[
https://issues.apache.org/jira/browse/HBASE-7468?page=com.atlassian.jira.plugin.system.issuetabpanels:comment-tabpanel&focusedCommentId=13549789#comment-13549789
]
ramkrishna.s.vasudevan commented on HBASE-7468:
-----------------------------------------------
So found the reason. As stated in the above comment after rollback we need to
delete the znode. Only after the znode deletion happens it is possible to
remove from RIT. Only then the disable will be successful.
In the previous commit, the infinite loops were removed and changed to finite
loops.

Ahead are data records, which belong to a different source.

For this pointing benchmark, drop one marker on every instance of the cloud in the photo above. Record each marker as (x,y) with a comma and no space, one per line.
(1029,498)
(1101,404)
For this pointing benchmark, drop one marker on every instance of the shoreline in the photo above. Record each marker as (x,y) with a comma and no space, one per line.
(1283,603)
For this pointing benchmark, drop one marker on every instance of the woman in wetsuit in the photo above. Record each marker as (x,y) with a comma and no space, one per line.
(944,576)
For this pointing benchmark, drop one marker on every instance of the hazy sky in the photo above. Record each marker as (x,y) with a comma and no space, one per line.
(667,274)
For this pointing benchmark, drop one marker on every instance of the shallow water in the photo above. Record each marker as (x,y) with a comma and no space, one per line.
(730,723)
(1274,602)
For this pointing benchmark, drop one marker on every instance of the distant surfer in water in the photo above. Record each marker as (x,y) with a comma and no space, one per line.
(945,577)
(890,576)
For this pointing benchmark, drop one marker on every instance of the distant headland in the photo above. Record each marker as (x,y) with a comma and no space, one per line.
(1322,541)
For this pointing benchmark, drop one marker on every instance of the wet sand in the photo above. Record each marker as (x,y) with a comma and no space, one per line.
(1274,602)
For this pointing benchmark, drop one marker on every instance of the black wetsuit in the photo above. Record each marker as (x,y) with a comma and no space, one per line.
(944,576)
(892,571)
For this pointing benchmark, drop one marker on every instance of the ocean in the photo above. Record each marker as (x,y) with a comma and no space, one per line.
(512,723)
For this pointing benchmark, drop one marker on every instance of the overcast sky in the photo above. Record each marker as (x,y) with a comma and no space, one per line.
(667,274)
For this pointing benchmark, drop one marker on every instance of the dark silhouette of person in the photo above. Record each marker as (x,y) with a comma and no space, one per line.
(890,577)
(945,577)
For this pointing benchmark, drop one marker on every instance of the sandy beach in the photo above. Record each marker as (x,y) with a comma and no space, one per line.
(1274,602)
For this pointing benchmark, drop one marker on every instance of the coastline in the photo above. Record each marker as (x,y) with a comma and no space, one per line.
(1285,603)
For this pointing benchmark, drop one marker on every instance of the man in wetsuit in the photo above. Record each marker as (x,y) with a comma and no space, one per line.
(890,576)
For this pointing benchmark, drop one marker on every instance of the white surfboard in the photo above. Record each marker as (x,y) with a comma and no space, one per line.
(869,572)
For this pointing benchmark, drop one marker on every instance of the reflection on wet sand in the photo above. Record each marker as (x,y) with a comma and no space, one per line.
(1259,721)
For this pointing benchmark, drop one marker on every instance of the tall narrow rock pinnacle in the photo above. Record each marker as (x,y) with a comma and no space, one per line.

So basically here the
{code}
assertFalse("region is still in transition",
am.getRegionsInTransition().containsKey(regions.get(0).getRegionInfo().getEncodedName()));
{code}
assertion has failed and it has tried to disable the table which did not
happen.
But in the output file attached by Lars the thing is the node deleted event
never happened at all and i doubt it is because of the session expiry error
that has come just after the rollback
{code}
2013-01-06 21:49:35,500 WARN
[Master:0;bunnypig,51009,1357537755267-EventThread] zookeeper.ZKUtil(423):
hconnection-0x13c138da85b0019 Unable to set watcher on znode /hbase/master
org.apache.zookeeper.KeeperException$SessionExpiredException: KeeperErrorCode =
Session expired for /hbase/master
at org.apache.zookeeper.KeeperException.create(KeeperException.java:127)
at org.apache.zookeeper.KeeperException.create(KeeperException.java:51)
at org.apache.zookeeper.ZooKeeper.exists(ZooKeeper.java:1041)
at
org.apache.hadoop.hbase.zookeeper.RecoverableZooKeeper.exists(RecoverableZooKeeper.java:172)
at
org.apache.hadoop.hbase.zookeeper.ZKUtil.watchAndCheckExists(ZKUtil.java:414)
at
org.apache.hadoop.hbase.zookeeper.ZooKeeperNodeTracker.nodeDeleted(ZooKeeperNodeTracker.java:188)
at
org.apache.hadoop.hbase.zookeeper.ZooKeeperWatcher.process(ZooKeeperWatcher.java:301)
{code}
So my suggestion would be we need to wait till the RIT is removed for the
SPLITTING znode that happens thro AM.nodeDeleted(). And we should introdue a
timeout for the test which is missing. The same testcase does not exist in
Trunk.
@Lars
Pls provide your thoughts.
> TestSplitTransactionOnCluster hangs frequently
> ----------------------------------------------
>
> Key: HBASE-7468
> URL: https://issues.apache.org/jira/browse/HBASE-7468
> Project: HBase
> Issue Type: Bug
> Affects Versions: 0.94.3
> Reporter: Lars Hofhansl
> Assignee: ramkrishna.s.vasudevan
> Attachments: 7468-jstack.txt, 7468-output.zip,
> TestSplitTransactionOnCluster-jstack.txt
>
>
> This what I saw once in a local build.
> {code}
> java.lang.Thread.State: TIMED_WAITING (sleeping)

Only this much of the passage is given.